Bremer signalled Washington believed Saddam, toppled from power on April 9, may still be alive despite attempts during the Iraq war to kill him in bombing raids based on intelligence.

"I'm assuming he's still alive, and we will get our hands on him, dead or alive," Bremer told CNN.

US forces, who have come under fire almost daily in recent weeks in mainly Sunni Muslim central Iraq and sustained soldiers killed, detained more than 60 people and seized weapons and military documents as part of the crackdown.

"No coalition forces casualties were reported in the raids. (Operation) Sidewinder is...ongoing," US Central Command said in a statement on the mission stretching from the Iranian border to the east to towns north of the capital.

In another statement, Central Command said 15 people were arrested and some weapons confiscated during raids in the city of Mosul in northern Iraq on Saturday. The raids targeted followers of a Wahabi Muslim fundamentalist leader, it said.

Soldiers also imposed tighter measures around military posts, US-led administration offices and ministry buildings in the city of five million, witnesses said. They also stepped up search operations for weapons and wanted Saddam loyalists.

In the latest of a series of hit-and-run attacks, an Iraqi civilian was killed and two US military police were wounded in Baghdad when an explosion targeted a US convoy.

The United States blames remnants of Saddam's Fedayeen paramilitary force and his Baath Party for the attacks, but many Iraqis have warned of widespread discontent if Washington does not quickly restore government to Iraqi hands and rebuild the war-battered nation.

At least 22 Americans have been killed by hostile fire since US President George W Bush declared major combat over on May 1.

"Will the problems in Iraq and the attacks spoil the victory achieved by the Americans? Of course not," Franks, retiring commander of US Central Command, said after talks with Egyptian President Hosni Mubarak in Cairo.

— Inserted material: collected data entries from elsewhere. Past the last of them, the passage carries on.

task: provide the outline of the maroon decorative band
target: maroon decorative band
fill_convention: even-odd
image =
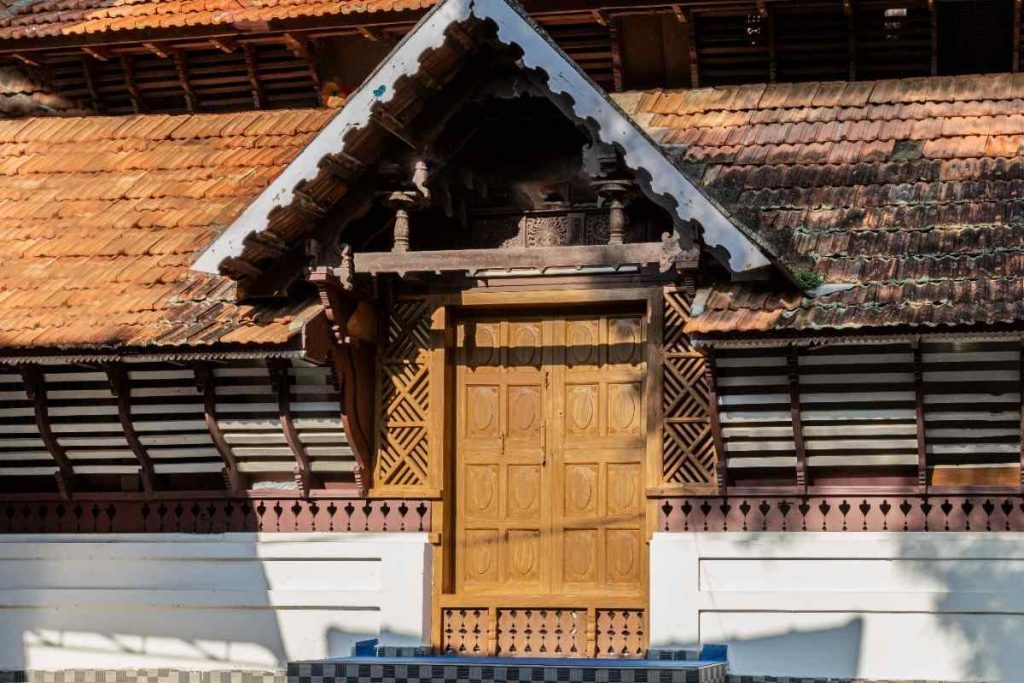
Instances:
[[[668,498],[659,531],[1024,531],[1024,497]]]
[[[0,503],[0,533],[227,531],[430,531],[430,501],[196,498]]]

"It is a certainty that the regime of Saddam Hussein is gone from Iraq... It is also a certainty that some 25 (million), maybe 26 million, Iraqis have a brighter future today than they had three or four months ago," he said.

Three US deaths reported on Saturday took to more than 200 the number of Americans who have died, both in combat and non-combat incidents, since the Iraq war began on March 20.

Bremer, top US civil administrator in Iraq, told BBC television that remnants of Saddam's government still fighting would either be killed or captured.

"It is unfortunately the case, we will continue to take casualties. But there is no strategic threat to the coalition here," Bremer said.

In Majjar, about 380km south of Baghdad, there was no sign on Sunday of British forces in the town where gunmen killed six British soldiers last week.

Britain's Defence Ministry in London said a force of 500 troops returned to Majjar on Saturday where commanders met a delegation of Shi'ite Muslim clerics and local dignitaries.

The troops told people they wanted to help them re-establish their community, not punish them, the ministry said.

Majjah residents said the force, which drove into the town in about 40 military vehicles, stayed for only three hours. The British informed town leaders they had no plans to stay, the residents said.

They said the force checked the police station where most of the soldiers died last Tuesday. At least four Iraqis were also killed in the shooting.

"The situation is stable here... We don't need the British," Mohammad al-Shumari, a local dignitary, said.

The Majjah killings were the first British deaths since the toppling of Saddam on April 9. Until last Tuesday the British occupation of southern Iraq, populated mainly by the country's majority Shi'ites who were oppressed by Saddam for a quarter of a century, had been largely peaceful.